Reputation: 14145
I am trying to use skimage in python to rotate an image, in opencv, it seems I can do:
cv.GetRotationMatrix2D(center, angle, scale, mapMatrix)
where center is the Center of the rotation in the source image.
in skimage the respective transformation seems to be skimage.transform.AffineTransform:
skimage.transform.AffineTransform(matrix=None, scale=None, rotation=None, shear=None, translation=None)
But I cannot how to define the center of the rotation.... Is there away to define the rotation center in this (or maybe there is another skimage method?)

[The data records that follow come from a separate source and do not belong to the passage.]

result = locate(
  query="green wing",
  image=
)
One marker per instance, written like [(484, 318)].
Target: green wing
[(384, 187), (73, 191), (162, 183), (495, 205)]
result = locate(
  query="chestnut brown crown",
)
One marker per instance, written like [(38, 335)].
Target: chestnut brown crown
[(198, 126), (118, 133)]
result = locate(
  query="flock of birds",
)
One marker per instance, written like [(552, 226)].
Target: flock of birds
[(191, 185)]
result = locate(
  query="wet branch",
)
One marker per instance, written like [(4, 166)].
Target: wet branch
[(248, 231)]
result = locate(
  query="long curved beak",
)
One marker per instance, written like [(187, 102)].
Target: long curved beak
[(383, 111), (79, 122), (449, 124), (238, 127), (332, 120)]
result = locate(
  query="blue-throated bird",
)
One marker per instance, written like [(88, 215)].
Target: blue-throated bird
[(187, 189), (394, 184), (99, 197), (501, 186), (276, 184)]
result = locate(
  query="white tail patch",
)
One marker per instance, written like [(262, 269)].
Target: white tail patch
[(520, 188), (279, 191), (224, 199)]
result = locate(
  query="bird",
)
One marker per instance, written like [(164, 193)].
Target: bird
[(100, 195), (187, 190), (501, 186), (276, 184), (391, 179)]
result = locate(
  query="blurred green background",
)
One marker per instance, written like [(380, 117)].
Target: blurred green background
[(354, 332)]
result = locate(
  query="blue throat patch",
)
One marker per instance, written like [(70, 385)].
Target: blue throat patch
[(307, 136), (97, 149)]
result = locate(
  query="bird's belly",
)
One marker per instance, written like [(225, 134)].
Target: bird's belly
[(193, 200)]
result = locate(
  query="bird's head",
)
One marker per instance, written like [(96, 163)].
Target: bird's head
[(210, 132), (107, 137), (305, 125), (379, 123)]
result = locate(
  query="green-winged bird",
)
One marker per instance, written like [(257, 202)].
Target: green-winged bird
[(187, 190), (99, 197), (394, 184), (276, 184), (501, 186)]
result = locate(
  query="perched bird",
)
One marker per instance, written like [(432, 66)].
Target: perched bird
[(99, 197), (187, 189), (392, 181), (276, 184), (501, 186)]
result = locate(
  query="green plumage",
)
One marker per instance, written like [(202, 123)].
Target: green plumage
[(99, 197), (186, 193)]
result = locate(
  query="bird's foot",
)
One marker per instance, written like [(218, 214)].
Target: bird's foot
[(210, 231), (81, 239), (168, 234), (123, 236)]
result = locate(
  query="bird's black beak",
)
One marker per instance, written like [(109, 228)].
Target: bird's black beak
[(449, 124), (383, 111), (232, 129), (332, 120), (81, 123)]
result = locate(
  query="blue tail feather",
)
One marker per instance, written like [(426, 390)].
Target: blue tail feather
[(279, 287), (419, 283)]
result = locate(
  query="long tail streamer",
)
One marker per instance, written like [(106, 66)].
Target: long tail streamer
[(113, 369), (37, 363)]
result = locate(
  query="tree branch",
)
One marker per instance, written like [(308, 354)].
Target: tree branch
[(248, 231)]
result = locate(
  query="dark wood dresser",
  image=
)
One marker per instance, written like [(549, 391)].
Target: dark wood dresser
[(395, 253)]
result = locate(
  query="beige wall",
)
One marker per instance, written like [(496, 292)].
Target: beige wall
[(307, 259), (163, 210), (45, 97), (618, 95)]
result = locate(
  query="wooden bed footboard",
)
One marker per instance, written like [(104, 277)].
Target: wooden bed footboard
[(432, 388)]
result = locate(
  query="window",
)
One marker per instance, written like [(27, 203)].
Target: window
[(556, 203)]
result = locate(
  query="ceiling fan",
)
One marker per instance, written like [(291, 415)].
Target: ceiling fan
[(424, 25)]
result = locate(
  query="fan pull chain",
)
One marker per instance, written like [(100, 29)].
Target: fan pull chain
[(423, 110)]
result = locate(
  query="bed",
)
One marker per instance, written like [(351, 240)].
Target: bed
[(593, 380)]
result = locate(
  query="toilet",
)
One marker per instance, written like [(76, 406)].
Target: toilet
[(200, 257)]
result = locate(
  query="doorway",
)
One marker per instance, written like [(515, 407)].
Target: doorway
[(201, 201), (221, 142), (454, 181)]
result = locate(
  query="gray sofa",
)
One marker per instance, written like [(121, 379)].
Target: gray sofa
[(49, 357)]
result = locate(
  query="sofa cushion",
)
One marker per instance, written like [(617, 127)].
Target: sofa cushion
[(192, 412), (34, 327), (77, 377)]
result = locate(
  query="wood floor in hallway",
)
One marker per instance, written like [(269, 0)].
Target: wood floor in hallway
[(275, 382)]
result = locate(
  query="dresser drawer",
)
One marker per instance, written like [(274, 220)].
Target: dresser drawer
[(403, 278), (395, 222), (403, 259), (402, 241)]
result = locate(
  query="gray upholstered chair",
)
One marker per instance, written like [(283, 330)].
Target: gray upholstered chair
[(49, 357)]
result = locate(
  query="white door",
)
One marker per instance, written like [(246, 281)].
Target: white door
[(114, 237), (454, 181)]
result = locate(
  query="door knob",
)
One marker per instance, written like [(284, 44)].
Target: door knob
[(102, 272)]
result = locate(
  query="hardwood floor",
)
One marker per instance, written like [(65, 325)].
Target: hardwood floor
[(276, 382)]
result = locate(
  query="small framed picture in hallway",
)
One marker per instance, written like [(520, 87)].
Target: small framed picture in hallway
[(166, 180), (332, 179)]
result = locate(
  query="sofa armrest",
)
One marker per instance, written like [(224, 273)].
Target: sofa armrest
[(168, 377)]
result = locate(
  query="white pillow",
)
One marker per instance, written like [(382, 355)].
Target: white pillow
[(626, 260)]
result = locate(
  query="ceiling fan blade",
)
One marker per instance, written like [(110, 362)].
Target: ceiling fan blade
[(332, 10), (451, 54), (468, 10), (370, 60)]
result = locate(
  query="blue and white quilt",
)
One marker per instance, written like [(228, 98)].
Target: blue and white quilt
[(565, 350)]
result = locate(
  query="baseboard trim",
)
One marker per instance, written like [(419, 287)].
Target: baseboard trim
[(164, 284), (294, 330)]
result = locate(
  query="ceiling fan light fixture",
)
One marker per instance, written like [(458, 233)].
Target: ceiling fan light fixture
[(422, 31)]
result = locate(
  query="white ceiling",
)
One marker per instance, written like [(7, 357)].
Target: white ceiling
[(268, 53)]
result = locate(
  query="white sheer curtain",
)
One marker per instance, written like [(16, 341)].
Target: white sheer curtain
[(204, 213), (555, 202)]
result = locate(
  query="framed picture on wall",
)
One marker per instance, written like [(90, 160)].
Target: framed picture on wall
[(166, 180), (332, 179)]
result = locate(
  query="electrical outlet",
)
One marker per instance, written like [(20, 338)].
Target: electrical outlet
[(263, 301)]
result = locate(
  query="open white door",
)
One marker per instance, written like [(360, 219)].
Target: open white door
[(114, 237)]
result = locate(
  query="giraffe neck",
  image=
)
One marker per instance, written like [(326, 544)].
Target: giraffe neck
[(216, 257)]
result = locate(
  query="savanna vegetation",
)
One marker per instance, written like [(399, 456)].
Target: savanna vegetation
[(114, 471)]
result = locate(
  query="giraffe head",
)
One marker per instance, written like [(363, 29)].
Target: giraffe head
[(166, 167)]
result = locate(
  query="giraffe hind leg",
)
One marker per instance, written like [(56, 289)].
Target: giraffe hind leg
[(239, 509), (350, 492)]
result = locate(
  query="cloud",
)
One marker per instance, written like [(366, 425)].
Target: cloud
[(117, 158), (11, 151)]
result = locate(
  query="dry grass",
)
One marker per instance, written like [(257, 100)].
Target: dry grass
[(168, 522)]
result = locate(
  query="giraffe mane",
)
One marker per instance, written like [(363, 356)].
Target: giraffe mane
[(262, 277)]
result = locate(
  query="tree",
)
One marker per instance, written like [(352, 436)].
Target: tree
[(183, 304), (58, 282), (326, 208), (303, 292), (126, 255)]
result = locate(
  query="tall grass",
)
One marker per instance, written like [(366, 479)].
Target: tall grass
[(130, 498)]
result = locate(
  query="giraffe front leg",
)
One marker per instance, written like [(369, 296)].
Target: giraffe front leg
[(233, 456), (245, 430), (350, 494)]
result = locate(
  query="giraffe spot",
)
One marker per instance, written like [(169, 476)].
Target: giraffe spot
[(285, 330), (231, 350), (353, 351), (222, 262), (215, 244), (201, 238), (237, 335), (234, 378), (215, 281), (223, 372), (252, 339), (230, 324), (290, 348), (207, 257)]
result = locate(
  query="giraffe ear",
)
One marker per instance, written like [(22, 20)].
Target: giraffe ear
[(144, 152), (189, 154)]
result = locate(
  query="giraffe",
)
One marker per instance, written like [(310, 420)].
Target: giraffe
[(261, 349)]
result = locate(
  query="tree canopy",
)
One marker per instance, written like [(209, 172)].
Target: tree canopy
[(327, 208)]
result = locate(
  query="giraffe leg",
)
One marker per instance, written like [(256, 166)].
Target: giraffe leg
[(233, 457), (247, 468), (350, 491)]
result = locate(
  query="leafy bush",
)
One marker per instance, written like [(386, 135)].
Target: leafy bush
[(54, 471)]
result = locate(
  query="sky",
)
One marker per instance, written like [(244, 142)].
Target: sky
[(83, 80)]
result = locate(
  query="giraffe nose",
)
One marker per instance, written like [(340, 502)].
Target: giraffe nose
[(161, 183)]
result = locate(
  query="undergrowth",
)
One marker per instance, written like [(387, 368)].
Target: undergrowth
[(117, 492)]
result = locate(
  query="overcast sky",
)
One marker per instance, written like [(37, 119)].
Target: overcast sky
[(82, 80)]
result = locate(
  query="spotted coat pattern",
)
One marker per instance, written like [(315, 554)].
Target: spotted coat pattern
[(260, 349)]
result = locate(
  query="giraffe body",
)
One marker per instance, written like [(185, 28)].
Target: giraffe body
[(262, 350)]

I have checked the web and the manuals, finding nothing so far...
Upvotes: 4
Views: 10077
Reputation: 41
The image center in Stefan's answer seems not correct, here comes a corrected version of his code
from skimage import transform
import numpy as np
import matplotlib.pyplot as plt
image = np.zeros([21, 21])
image[10,:] = 1
image[10,10] = 5
image[7, 10] = 1
shift_y, shift_x = (np.array(image.shape)-1) / 2.
tf_rotate = transform.SimilarityTransform(rotation=np.deg2rad(60))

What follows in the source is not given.